Quoting Woods Hole Oceanographic Institute researchers, The Washington Post reports that a 21-mile plume of oil stretches underwater from the BP oil spill site in the Gulf. A similar report was put out by The New York Times.>

An oceanographer, from the Florida university whose scientists report that most oil from the Gulf spill still remains in the Gulf, is expected to tell a House subcommittee today that the federal government has underestimated impacts of that oil.>

Although initially slow to rush into Gulf waters and lead the clean-up of BP’s oil spill, President Obama and his agencies are showing no hesitancy in rushing to clean up the public relations image of what that oil is doing to Gulf fishing and recreation. In the last few days, we’ve seen:

* Obama swimming along the Florida shoreline with his daughter to show just how clean and fun it is.

* EPA announcing that ¾’s of the 200 million gallons of crude have evaporated into thin air or into the tummies of hungry microbes.

* Various government authorities insisting that Gulf seafood is safe to eat—an insistence that accompanies the opening of shrimp season off the Louisiana coast on Monday.

Fortunately—or unfortunately, depending on how you look at it—many scientists aren’t jumping on the Happy-Days-Are-Here-Again bandwagon.

Just today, university scientists presented findings that challenge EPA’s positive take on things. As the St. Petersburg Times reports:

The oil from the Deepwater Horizon disaster is still in the Gulf of Mexico and is causing ecological damage, according to new findings from the University of South Florida…the oil has become toxic to critical marine organisms.

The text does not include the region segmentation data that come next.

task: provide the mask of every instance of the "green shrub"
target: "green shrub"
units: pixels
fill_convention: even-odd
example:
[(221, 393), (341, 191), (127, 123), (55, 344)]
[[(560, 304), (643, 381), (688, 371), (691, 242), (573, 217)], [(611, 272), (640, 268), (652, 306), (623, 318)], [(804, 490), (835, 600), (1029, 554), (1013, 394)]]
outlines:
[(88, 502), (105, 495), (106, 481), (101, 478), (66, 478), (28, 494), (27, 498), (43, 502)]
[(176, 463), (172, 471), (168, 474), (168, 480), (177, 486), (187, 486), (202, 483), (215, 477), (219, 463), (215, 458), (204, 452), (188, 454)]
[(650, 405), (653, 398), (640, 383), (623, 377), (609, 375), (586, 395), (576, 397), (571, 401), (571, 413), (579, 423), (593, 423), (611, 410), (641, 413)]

The Florida study also spotlights the unprecedented use of nearly 2 million gallons of dispersants. Toxic in their own right, the dispersants are also part of the ecological havoc, the findings suggest.

Separately, as CNN reports, a different study directly challenges EPA’s insistence that most oil has been disappeared:

A team from Georgia Sea Grant and the University of Georgia released a report that estimates that 70 to 79 percent of the oil that gushed from the well "has not been recovered and remains a threat to the ecosystem," the university said in a release.

And yet another scientific study, by the Journal of the American Medical Association, on Monday warned that the oil/dispersant mix poses threats to human health and to the safety of sea food. Read a newspaper report on the study here, and a synopsis of the study here. Time Magazine also reported on the study, merging into it concerns expressed by Gulf coast residents.

No amount of surface swimming by the President and his PR corps are going to eliminate what can’t be seen deep below in the Gulf—nor will it assuage the fear among those who sieve their livelihoods from the Gulf and are as yet unwilling to test its oil-fouled waters.